The use of the following drugs in conjunction with clarithromycin is contraindicated in connection with the possibility of developing serious side effects
Cisapride, pimozide
When combined, it is possible to: increase the concentration of cisapride / pimozide, increase the interval QT, the occurrence of cardiac arrhythmias, including ventricular tachycardia, ventricular fibrillation, ventricular pirouette tachycardia.

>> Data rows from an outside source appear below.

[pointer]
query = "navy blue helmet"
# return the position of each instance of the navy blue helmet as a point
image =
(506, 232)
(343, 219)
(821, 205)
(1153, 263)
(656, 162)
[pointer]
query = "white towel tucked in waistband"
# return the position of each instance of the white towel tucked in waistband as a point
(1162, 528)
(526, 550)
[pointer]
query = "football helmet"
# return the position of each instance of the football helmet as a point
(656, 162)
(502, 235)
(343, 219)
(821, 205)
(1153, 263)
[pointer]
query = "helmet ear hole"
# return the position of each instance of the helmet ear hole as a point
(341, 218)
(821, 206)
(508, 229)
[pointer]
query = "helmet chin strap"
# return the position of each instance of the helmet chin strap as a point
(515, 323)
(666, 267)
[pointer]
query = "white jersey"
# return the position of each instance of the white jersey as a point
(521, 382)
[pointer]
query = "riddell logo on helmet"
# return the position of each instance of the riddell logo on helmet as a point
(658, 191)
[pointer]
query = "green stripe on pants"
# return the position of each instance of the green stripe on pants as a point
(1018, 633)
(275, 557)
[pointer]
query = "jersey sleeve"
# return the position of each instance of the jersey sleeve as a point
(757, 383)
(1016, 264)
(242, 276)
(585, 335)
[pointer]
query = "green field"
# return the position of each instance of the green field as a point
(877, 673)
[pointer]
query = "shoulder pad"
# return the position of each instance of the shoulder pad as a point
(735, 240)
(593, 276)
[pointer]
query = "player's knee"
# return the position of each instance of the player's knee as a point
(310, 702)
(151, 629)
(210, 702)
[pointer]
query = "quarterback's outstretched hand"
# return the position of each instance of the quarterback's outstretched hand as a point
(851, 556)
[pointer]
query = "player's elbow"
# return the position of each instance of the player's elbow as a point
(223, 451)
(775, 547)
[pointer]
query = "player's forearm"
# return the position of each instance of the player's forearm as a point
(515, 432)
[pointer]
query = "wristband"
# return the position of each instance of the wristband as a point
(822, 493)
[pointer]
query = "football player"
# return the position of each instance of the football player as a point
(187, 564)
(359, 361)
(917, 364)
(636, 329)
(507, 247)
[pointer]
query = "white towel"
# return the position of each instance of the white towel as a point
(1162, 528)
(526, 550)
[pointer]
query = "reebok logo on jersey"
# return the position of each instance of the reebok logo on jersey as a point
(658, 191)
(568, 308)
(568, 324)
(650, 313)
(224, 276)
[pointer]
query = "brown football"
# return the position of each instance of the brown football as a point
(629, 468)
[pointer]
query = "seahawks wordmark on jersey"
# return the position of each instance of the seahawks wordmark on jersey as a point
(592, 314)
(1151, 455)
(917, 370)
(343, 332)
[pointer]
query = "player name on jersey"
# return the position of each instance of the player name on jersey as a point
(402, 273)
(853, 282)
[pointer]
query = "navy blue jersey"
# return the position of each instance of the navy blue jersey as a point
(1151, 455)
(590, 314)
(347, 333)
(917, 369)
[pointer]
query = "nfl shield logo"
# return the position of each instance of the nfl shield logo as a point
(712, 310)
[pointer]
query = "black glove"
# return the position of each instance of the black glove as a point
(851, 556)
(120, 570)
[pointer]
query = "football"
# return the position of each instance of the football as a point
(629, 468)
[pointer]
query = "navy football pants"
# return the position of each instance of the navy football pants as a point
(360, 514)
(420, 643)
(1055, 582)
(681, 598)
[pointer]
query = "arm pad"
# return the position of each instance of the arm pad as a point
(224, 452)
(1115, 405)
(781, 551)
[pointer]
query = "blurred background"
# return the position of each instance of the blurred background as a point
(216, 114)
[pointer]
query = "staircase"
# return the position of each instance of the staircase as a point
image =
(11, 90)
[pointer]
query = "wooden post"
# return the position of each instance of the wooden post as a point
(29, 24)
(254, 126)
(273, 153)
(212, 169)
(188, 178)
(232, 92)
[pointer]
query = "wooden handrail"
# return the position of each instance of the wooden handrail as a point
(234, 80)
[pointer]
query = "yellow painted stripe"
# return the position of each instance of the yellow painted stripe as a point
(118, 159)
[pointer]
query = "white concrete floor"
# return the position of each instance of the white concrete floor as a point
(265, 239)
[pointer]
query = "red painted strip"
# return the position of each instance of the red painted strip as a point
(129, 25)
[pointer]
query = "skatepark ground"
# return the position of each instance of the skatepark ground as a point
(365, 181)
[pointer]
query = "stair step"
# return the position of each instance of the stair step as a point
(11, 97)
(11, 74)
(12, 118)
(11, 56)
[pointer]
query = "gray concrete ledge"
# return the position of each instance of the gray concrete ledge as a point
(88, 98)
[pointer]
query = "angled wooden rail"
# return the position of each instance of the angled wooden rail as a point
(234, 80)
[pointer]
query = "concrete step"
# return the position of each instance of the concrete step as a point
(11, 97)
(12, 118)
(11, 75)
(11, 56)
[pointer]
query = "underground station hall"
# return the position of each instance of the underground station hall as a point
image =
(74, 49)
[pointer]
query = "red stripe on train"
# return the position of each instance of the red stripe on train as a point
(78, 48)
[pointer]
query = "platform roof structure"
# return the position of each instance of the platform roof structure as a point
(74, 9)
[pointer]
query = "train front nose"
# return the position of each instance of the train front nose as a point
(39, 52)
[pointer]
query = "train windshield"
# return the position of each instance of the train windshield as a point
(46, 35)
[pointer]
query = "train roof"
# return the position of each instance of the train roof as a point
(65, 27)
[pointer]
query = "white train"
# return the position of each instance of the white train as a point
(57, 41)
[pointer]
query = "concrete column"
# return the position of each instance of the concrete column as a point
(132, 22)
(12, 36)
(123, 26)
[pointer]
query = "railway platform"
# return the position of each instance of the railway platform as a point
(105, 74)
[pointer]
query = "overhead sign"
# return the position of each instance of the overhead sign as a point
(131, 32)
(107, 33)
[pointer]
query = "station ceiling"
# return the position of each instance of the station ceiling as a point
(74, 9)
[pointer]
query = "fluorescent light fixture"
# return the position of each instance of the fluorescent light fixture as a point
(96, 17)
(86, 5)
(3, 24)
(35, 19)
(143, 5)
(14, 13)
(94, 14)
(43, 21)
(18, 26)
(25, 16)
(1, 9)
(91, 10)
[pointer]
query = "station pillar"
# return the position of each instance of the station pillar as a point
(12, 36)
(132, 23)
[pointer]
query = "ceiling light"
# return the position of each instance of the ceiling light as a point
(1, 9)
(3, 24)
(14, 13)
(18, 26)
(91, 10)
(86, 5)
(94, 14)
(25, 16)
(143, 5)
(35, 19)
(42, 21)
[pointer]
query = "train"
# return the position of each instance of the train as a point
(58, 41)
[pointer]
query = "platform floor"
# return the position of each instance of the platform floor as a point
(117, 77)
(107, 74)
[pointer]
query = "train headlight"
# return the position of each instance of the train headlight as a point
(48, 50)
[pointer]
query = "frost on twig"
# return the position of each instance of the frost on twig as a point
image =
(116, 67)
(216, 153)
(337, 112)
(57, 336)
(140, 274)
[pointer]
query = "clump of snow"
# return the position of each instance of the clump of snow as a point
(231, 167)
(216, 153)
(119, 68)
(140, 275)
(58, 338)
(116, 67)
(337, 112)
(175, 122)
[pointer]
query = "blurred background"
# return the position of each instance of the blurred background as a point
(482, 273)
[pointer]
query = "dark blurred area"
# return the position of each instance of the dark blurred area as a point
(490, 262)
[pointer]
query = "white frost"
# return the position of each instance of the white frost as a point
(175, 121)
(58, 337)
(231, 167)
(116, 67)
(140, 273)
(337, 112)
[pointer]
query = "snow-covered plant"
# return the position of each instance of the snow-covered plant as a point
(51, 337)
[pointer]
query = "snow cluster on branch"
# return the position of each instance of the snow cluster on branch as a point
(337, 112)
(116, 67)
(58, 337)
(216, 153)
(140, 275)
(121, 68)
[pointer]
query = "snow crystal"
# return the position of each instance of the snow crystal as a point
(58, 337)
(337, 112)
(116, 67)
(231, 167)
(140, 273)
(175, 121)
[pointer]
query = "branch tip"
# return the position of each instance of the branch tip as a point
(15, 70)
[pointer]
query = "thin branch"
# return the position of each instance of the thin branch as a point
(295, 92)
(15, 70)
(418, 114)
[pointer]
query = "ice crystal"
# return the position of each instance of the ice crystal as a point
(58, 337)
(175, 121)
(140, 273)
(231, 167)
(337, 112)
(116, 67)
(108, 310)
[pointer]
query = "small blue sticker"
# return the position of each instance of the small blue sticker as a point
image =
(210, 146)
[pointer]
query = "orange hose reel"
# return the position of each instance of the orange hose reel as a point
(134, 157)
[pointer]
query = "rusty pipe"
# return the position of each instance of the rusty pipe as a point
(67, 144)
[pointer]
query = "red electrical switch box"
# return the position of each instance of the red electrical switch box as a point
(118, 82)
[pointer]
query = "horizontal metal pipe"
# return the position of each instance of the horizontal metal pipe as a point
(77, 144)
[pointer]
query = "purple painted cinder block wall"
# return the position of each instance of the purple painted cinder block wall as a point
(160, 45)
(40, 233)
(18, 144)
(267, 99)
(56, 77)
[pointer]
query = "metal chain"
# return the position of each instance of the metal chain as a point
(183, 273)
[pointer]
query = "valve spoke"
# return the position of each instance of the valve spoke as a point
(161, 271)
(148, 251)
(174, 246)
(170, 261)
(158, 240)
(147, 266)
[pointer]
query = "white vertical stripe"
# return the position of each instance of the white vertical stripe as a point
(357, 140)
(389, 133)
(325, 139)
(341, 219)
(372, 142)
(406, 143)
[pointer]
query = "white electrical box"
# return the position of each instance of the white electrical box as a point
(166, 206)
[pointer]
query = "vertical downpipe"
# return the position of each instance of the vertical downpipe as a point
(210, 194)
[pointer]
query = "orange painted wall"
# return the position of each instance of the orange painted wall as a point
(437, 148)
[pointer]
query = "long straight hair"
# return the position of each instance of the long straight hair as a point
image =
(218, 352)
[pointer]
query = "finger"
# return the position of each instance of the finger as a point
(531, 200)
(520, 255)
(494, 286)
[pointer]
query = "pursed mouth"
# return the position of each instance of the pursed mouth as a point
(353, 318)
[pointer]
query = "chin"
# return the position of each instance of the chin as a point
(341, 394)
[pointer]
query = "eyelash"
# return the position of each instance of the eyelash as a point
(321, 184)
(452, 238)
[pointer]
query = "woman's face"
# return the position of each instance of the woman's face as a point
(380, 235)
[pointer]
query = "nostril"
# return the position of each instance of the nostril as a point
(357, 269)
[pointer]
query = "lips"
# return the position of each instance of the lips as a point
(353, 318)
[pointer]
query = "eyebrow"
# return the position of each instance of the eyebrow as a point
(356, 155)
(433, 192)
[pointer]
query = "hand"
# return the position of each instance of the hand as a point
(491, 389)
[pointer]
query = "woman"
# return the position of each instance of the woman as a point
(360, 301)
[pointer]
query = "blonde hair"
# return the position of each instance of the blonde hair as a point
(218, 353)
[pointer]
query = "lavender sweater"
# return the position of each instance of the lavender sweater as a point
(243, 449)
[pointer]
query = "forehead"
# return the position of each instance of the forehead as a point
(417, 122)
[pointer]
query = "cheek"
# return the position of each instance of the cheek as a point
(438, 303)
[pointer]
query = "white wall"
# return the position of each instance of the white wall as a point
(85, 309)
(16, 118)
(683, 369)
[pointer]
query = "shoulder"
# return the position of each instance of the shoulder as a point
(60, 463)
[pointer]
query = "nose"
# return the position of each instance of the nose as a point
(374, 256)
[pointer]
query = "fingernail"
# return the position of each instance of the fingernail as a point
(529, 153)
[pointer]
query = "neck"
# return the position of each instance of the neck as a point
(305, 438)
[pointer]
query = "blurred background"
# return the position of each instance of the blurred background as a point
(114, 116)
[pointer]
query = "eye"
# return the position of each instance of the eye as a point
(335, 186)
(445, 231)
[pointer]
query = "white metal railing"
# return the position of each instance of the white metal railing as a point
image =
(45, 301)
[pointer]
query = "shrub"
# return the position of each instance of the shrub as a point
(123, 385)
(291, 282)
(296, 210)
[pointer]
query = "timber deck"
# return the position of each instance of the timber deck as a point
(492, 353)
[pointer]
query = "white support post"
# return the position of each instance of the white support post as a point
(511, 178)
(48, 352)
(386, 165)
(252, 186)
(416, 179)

Terfenadine and astemisole
When combined, it is possible: an increase in the concentration of terfenadine / astemizole in the blood, the occurrence of cardiac arrhythmias, an increase in the interval QT, ventricular tachycardia, ventricular fibrillation, and ventricular pirouette tachycardia.
Alkaloids of ergot
Postmarketing studies show that with the combined use of clarithromycin with ergotamine or dihydroergotamine, the following effects associated with acute poisoning with drugs of the ergotamine group are possible: vascular spasm, ischemia of limbs and other tissues,including the central nervous system. Simultaneous use of clarithromycin and ergot alkaloids is contraindicated (see section "Contraindications").
The effect of other drugs on clarithromycin
The following drugs have a proven or suspected effect on the concentration of clarithromycin. In the case of their combined use with clarithromycin, dosage adjustment or alternate treatment may be required.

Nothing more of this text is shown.